Grasslands on what is now the South Unit of Badlands National Park could become home to a herd of more than 1,000 bison as part of a long-range plan to establish a new national park.
The project is still in the planning stages, but bison could be reintroduced on parts of the 133,000-acre South Unit, located on the Pine Ridge Reservation in northwest Shannon County, starting in 2015, according to Ruth Brown, Eagle Nest District representative for the Oglala Sioux Tribe.
“There’s always been a dream of a lot of our elders. It’s part of our culture. Buffalo were our bread and butter for a lot of years,” she said. “I’ve been working on this project for almost 20 years, and it’s going to be a reality now.”

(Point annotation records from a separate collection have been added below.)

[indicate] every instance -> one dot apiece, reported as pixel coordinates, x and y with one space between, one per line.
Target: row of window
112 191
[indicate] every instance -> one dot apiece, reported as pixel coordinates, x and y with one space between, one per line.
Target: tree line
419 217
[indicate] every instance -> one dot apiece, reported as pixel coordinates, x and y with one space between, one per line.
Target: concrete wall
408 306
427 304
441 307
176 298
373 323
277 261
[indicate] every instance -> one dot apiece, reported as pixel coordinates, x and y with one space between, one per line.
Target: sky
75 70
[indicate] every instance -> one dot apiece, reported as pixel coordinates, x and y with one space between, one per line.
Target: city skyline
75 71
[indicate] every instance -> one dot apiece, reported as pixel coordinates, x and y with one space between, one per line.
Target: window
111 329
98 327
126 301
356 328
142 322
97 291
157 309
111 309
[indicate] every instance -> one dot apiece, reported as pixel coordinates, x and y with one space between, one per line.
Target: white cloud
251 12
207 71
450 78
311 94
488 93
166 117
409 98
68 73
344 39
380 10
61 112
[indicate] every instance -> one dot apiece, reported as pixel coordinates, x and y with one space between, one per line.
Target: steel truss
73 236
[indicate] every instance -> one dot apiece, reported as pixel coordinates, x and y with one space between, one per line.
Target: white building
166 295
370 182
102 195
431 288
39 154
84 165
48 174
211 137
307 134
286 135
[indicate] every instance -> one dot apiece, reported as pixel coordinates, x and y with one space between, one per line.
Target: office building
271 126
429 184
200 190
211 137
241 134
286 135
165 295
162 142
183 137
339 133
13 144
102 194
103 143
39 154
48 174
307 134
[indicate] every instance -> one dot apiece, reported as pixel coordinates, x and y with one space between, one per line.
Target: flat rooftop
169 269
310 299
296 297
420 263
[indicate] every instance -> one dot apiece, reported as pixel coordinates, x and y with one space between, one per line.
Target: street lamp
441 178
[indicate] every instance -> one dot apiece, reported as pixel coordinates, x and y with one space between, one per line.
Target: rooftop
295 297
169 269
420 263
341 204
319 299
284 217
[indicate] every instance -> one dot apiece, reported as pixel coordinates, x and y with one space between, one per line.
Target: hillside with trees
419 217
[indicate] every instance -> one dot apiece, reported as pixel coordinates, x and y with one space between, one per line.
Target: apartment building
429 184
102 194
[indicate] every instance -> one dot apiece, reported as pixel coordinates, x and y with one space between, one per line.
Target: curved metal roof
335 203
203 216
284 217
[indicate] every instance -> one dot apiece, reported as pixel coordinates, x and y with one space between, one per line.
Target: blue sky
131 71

Trudy Ecoffey of the Intertribal Buffalo Council of Rapid City presented plans to restore bison to the South Unit at last week’s annual meeting of The Nature Conservancy’s Western Dakotas Program in Rapid City.
She said the tribe first sought to keep the land as a park and later wished to take the lead role in managing a new park in a partnership with the National Park Service. Always included, she said, was the establishment of a bison herd.
“That whole initiative, no matter what alternative they were looking at, always mentioned reintroducing bison to the South Unit,” Ecoffey said.
The rugged Mako Sica (Lakota for bad lands) is made up of eroded pinnacles, spires and buttes and mixed-grass prairie. The area was designated as a national monument in 1929 with a tract of slightly more than 100,000 acres and named a national park by President Franklin D. Roosevelt in 1939.
In 1976, the South Unit was added to bring the park to its current size of 244,300 acres.
“Even in the '70s when it became part of the National Park Service, the intent was to introduce bison to the South Unit,” Ecoffey said.
The tribe has been working with the Intertribal Buffalo Council, which was established in 1992 to coordinate buffalo programs and help tribes obtain surplus buffalo.
Ecoffey said a study authorized this summer by the Oglala Sioux Parks and Recreation Authority, the Oglala Sioux Tribe and the World Wildlife Fund indicated that grassland areas of the Stronghold Unit, which makes up the largest portion of the South Unit, could sustain a herd of more than 1,000 buffalo.
The tribe currently has about 800 buffalo in three main pastures, but the demand for buffalo, both as a source of meat as well as a symbol of Lakota culture, is expected to increase as the population on the Pine Ridge increases, Ecoffey said.
“So this was the perfect opportunity to increase the tribal buffalo herd size,” Ecoffey said. “This whole South Unit initiative is not just part of the Badlands South Unit but some extra tribal land adjacent to the park so it’s going to be a real cooperative effort between the National Park Service and the Oglala Sioux Tribe to make this work,” she said.
Brown said ranchers currently grazing cattle on lands leased from the tribe have a year to move their herds elsewhere. Plans are also in the works for construction of nearly 80 miles of fence capable of containing buffalo, while allowing other wildlife, including bighorn sheep and antelope, to come and go.
Ecoffey said the cost to install fencing on the rugged terrain is estimated to be in excess of $1 million, including measures to deal with significant archaeological and paleontological sites as well as the potential of encountering unexploded ordnance from the site of the old World War II bombing range.
Badlands National Park has been donating bison from the main section of the park north of the Pine Ridge Reservation to tribes off and on for several years, she said. The park’s roundup is set for the third week in October, with this year’s surplus, estimated at 250 animals, slated for tribes in Oklahoma, Nebraska, North Dakota and Montana, she said.
The Oglala Sioux Tribe hopes to start building its new herd once a management plan is developed to monitor impact from the herd on grassland and water supplies, along with plans to move animals in drought years.
Ecoffey hopes a new national park, formed out of the Badlands South Unit, and a conservation buffalo herd will help bring jobs and development to a traditionally depressed economic area.
The South Unit’s White River Visitor Center is currently open only seasonally and hosts about 10,000 visitors per year.
“We’re hoping in time to get more buildings out there to accommodate more people from other places to increase that tourism business,” she said.